Sorry, no bionic parts. No tricks. No Paralympics in my future.
Beyond the initial sympathies that cancer had chosen my young (well, sort of) and quite healthy body to grow, something happened after the surgery…
My added on body parts became intriguing to others, a source of great interest.
When asking how I am, nearly every person stares at the falsies while inquiring. I could understand if it was indeed a novelty, but with the amount of women that go through this not for reconstruction but enhancement, I have to admit, it took me back.
My first hunch that things weren’t quite ever going to be the same was when I was at church and two white haired ladies approached, one leaning over so that she was only inches from my chest and staring through her bifocals declared, “Now, don’t those look natural! They fit your body so well. I like the size.” Then turning to her friend, whose name I don’t know, asked, “Don’t you think they look good?” Not sure how to respond, I smiled. Maybe I should have gone with, “Thanks for checking out my rack…um…ten feet from where we take communion.” My boys, red in face, had turned their bodies and were searching for an escape route.
What I soon learned, was that this was not unusual. Wherever I go, people are fascinated and fixated. Thinking I’m a bit paranoid? Me too. So, I did a test. I had whoever was with me, watch where the person’s eyes went in their greeting. The results? In my husband’s words, “We have to move to another state.”
Now enter in my personality. Instead of hiding under big sweatshirts, I took it to the other extreme. When asked how I feel by acquaintances, I now respond, “Great! Want to feel them? They don’t do anything special but squeeze away. It’s ok, my chest it completely dead, I don’t feel a thing.”
You’d be surprised on how many women took me up on my offer! It was then that I realized that their curiosity could be turned into some educational public service opportunity. Once I opened the flood gates, the questions came pouring through. “You really can’t feel them?” “Are they heavy?” “Won’t they leak?” “Will they be as perky when you’re eighty?”
With all the talk of breast cancer, there is little conversation going on about the “after.” Lurking in the back of everyone’s mind is, “if it happened to her, it could happen to me.” Any woman that endures the misery of mammograms, is aware of the statistics and that everyone is at risk.

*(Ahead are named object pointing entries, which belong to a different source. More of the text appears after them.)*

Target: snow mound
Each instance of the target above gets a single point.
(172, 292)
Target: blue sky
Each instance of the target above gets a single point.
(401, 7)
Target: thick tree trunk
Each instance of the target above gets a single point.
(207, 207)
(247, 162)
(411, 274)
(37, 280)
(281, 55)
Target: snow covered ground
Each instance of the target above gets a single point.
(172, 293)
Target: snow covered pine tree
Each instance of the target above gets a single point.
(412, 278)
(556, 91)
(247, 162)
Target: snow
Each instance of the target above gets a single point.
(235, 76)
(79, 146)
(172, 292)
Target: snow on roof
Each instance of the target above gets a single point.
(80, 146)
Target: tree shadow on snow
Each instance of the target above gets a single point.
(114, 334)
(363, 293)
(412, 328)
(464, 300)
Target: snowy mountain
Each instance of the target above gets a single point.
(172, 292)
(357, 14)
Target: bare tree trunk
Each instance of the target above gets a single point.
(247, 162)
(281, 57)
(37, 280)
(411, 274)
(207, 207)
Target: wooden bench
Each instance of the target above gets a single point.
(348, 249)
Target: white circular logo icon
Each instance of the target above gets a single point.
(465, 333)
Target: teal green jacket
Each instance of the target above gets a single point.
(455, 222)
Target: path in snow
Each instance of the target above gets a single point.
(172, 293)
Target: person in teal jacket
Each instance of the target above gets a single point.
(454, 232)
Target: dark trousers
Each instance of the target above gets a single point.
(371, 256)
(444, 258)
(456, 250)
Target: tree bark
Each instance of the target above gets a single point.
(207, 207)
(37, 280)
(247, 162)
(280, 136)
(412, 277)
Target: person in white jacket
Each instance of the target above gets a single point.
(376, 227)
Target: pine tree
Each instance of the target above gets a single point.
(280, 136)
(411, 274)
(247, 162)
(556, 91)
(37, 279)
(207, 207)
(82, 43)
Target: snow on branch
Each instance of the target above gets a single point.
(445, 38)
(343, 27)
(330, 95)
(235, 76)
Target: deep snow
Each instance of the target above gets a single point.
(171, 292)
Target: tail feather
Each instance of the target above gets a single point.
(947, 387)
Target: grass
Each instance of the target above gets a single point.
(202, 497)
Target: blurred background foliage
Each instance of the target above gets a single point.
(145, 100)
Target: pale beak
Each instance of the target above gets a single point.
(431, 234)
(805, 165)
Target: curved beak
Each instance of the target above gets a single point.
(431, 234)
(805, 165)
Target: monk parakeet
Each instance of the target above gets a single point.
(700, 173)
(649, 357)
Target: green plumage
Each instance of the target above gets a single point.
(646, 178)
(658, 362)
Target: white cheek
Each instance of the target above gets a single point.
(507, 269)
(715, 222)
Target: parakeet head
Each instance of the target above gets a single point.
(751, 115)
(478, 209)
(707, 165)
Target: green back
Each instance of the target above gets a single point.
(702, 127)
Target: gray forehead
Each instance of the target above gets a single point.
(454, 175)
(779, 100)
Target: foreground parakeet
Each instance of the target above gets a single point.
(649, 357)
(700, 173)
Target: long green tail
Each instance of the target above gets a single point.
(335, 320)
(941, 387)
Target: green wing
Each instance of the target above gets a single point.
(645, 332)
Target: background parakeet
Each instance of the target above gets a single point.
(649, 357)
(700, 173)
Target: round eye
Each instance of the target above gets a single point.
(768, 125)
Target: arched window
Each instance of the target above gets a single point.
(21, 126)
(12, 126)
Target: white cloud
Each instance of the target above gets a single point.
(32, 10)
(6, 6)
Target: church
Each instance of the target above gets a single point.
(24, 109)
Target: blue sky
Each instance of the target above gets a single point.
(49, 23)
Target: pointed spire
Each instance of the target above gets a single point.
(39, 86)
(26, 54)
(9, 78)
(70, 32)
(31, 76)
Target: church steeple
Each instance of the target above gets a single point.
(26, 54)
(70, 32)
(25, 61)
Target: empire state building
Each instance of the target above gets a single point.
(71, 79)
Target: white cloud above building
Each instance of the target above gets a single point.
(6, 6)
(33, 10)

There’s a woman who works at my boy’s school, who instinctively always crosses her arms over her chest when she sees me, as if she could catch what I had and have the same thing happen to her. It’s such a quick reaction, I don’t even think she’s aware of it.
One day, I walked up to her and asked, “Why do you cringe every time I walk by?” She quickly blurted out, “I like my breasts. I don’t want to lose them. I don’t want to be you.” Stepping closer, I responded softly, “It’s not that bad. I got rid of the cancer. These give me two humps so I can wear whatever clothes I want. That was the whole point. Go on… give them a poke.”
Her eyes got as big as saucers, and you know what? She did poke them and then laughed hysterically. Now every time she sees me, she smiles and giggles.
In opening up about my experience and joking about choosing silicone over saline, I hope to take away some of that fear.
Yes, the scars are pretty significant, something I’m reminded about every time I step out of the shower. But I lived through it and that’s what counts. If given the choice again, I would make the identical decision. No regrets. I’m moving ahead proudly with my plastic parts. Robotic or not, I’m thankful.
Chances are that one of the many people that have poked and prodded at my falsies will indeed have to deal with breast cancer someday. I like to think that I brought some preparation and humor to something so life altering.
Am I crazy and inappropriate for making fun of my falsies? My answer is that I think it’s crazy that an entire generation of young moms are going through this.